Camilla: Con le ovvie differenze, la tua idea di cucina pop legata alla stagionalità mi fa ricordare uno dei miei romanzi preferiti, Le illusioni perdute di Balzac. Lì c’è la descrizione del ristorante Flicoteaux, frequentato da parigini squattrinati. Siamo nella prima metà dell’800: “Là ogni cosa è in rapporto con le vicissitudini dell’agricoltura e i capricci delle stagioni francesi. Vi si apprendono cose di cui i ricchi, gli oziosi, gli indifferenti alle fasi della natura non sospettano nemmeno l’esistenza. Lo studente che vive nel quartiere latino vi acquista la più esatta conoscenza del tempo, sa quando i fagioli e i piselli hanno una buona annata, quando sul mercato c’è dovizia di cavoli, quale specie di insalata vi abbonda e se la barbabietola è andata male. Una vecchia calunnia consisteva nell’attribuire l’apparizione delle bistecche a qualche moria di cavalli”.

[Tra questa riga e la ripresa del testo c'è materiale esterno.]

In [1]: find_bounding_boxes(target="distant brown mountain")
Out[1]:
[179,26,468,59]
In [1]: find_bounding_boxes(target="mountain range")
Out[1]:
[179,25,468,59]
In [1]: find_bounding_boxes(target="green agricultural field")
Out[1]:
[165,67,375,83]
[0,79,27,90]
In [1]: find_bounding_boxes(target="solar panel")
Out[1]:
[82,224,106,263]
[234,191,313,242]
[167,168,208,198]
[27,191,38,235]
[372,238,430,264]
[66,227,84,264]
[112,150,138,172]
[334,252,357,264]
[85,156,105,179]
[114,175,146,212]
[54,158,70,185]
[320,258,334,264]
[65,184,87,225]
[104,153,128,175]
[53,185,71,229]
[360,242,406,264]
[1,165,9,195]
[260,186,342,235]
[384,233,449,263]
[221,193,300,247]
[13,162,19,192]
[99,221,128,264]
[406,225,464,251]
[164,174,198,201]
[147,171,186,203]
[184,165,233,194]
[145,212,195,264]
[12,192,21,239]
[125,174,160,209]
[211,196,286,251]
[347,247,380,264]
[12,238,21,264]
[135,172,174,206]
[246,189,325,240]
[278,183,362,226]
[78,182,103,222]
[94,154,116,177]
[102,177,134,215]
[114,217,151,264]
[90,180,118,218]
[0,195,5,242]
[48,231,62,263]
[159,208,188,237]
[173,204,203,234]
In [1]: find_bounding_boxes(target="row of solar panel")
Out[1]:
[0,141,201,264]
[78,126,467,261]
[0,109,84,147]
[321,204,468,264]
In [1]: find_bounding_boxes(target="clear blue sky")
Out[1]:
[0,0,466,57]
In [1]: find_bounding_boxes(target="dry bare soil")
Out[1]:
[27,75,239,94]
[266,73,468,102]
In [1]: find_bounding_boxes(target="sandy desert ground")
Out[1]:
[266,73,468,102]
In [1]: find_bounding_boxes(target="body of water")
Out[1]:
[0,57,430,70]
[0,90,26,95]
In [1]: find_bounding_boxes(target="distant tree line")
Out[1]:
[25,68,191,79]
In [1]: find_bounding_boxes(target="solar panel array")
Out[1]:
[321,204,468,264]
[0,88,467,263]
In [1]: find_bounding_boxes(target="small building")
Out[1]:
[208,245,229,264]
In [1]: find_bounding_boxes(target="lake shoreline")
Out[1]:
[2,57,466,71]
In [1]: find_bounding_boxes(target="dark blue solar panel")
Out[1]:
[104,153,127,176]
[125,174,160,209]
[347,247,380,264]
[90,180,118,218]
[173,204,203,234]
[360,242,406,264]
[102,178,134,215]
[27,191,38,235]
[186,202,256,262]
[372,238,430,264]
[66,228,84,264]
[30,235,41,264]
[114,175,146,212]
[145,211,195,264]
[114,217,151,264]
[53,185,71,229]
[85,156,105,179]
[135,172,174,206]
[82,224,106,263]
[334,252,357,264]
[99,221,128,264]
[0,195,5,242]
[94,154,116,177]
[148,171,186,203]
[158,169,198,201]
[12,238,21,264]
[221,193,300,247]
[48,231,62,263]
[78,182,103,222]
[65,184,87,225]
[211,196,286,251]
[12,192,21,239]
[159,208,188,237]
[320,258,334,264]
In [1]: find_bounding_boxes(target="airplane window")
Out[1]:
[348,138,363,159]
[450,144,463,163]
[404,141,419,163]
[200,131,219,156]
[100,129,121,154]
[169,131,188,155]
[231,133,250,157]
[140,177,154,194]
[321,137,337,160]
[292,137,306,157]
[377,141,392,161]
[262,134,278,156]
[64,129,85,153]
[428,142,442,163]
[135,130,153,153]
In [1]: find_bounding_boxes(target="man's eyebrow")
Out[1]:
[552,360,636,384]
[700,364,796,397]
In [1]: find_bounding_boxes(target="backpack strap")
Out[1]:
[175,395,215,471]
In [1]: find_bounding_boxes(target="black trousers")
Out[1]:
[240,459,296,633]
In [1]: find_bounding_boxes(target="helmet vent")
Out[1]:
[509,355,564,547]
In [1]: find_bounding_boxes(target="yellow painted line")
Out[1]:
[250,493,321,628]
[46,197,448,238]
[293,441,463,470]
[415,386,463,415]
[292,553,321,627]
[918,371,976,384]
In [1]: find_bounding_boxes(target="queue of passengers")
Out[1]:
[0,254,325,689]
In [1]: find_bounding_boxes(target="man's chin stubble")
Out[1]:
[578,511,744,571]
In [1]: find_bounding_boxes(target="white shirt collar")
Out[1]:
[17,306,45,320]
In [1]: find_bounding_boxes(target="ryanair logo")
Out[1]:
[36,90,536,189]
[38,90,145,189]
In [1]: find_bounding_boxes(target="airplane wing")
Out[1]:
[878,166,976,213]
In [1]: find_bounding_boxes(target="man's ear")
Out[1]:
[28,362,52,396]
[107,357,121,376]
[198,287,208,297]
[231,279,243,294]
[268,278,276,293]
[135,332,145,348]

Davide: Ecco, a parte la moria di cavalli, al D’O rispettiamo questi canoni della cucina popolare, sommata però a quella creatività e a quella innovazione che un tempo erano praticabili solo nell’alta ristorazione. Pop è un nuovo modo di fare cucina. Dopo la Nouvelle Cuisine, movimento iniziato da Bocuse, dopo la Cucina Destrutturata, lanciata da Adrià, vorrei essere ricordato come l’ideatore della Cucina Pop. Un termine ideale: internazionale, veloce, moderno perché ha senso anche a livello gestionale, oltre che culinario.
Camilla: Un’ultima cosa. I gusti che il nostro palato distingue sono il dolce, l’amaro, il salato, l’acido. Ce n’è uno più pop degli altri?
Davide: Il dolce. Accarezza il palato. Quando sei bambino mangi zucchero e sorridi. Gran parte degli esseri umani si ciberebbe solo di dolci e gelato. Nei miei piatti c’è quasi sempre una vena zuccherina e, se non sapessi cucinare, mangerei soprattutto gelato di stracciatella: profuma di latte, c’è l’amaro del cioccolato e la nota croccante.
Camilla: Adesso che mi ci fai pensare, oltre a “love” e “baby”, la parola più ricorrente nel pop canzonettistico dev’essere proprio “sweet”. Mi hai convinto: la tua è vera Cucina Pop.